Praca i finanse
Raport ONS: Koszty życia w UK rosną szybciej dla najuboższych rodzin, a wolniej dla najbogatszych
Według oficjalnych danych Office for National Statistics (ONS), koszty życia wzrastają szybciej dla najbiedniejszych gospodarstw domowych w Wielkiej Brytanii, a wolniej dla najbogatszych.

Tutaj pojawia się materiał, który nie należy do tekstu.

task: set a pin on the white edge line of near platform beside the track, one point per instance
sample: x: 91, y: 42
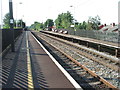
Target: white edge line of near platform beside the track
x: 75, y: 84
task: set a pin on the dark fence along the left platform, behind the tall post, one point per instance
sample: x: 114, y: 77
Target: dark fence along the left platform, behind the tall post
x: 7, y: 37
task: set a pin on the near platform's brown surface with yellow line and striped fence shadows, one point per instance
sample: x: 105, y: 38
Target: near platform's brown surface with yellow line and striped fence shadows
x: 31, y: 67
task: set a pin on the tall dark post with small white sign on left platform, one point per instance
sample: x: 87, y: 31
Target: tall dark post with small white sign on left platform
x: 11, y: 25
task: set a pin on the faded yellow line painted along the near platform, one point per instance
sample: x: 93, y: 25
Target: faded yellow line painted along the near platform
x: 30, y: 79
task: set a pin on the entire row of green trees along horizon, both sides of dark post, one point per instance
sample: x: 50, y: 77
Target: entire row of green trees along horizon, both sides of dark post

Uboższe gospodarstwa ratują się gorszej jakości towarami i usługami – wyjaśnia ONS.
Jak podaje "The Guardia", z raportu ONS wynika, że koszty utrzymania wśród najbiedniejszych rodzin w Wielkiej Brytanii wzrosły średnio o 2,7 proc. rocznie w latach 2006-2018, podczas gdy koszt utrzymania wśród gospodarstw najbogatszych wzrósł średnio o 2,3 proc. Z kolei biorąc pod uwagę ogół brytyjskich gospodarstw domowych, koszty utrzymania wzrosły średnio o około 2,4 proc. rocznie w tym samym okresie.
ONS oceniło sposób, w jaki gospodarstwa domowe doświadczają wzrostu cen, w oparciu nabywane towary i usługi. Wzięto przy tym pod uwagę taki czynniki, jak edukacja, miejsce zamieszkania, używane środki transportu, żywność i odzież.
Według ONS różnice w udziale dochodów gospodarstw domowych wydawanych na różne rodzaje towarów i usług były odpowiedzialne za szybszy wzrost kosztów utrzymania biedniejszych gospodarstw domowych. Gospodarstwa domowe o niskich dochodach wydają proporcjonalnie więcej na żywność i napoje – a ceny w tych sektorach wzrosły szybciej niż w innych od 2005 roku.
Gospodarstwa domowe o wysokich dochodach odnotowały wolniejszy wzrost, ponieważ płatności odsetki od kredytów hipotecznych spadły od 2009 roku, kiedy to stopy procentowe zostały obniżone niemal do zera przez Bank Anglii z powodu walki z recesją. Bogatsze rodziny są też bardziej skłonne do zakupu własnego domu, podczas gdy biedniejsze rodziny częściej mieszkają w wynajętych mieszkaniach.
Różnica w odczuwanym wzroście kosztów utrzymania jest większa, jeśli weźmie się pod uwagę dłuższy okres. Od 2005 roku koszty ponoszone przez gospodarstwa domowe o niskich dochodach wzrosły średnio o 41 proc., natomiast koszty dla gospodarstw domowych o wysokich dochodach wzrosły średnio o 35 proc. – podaje ONS.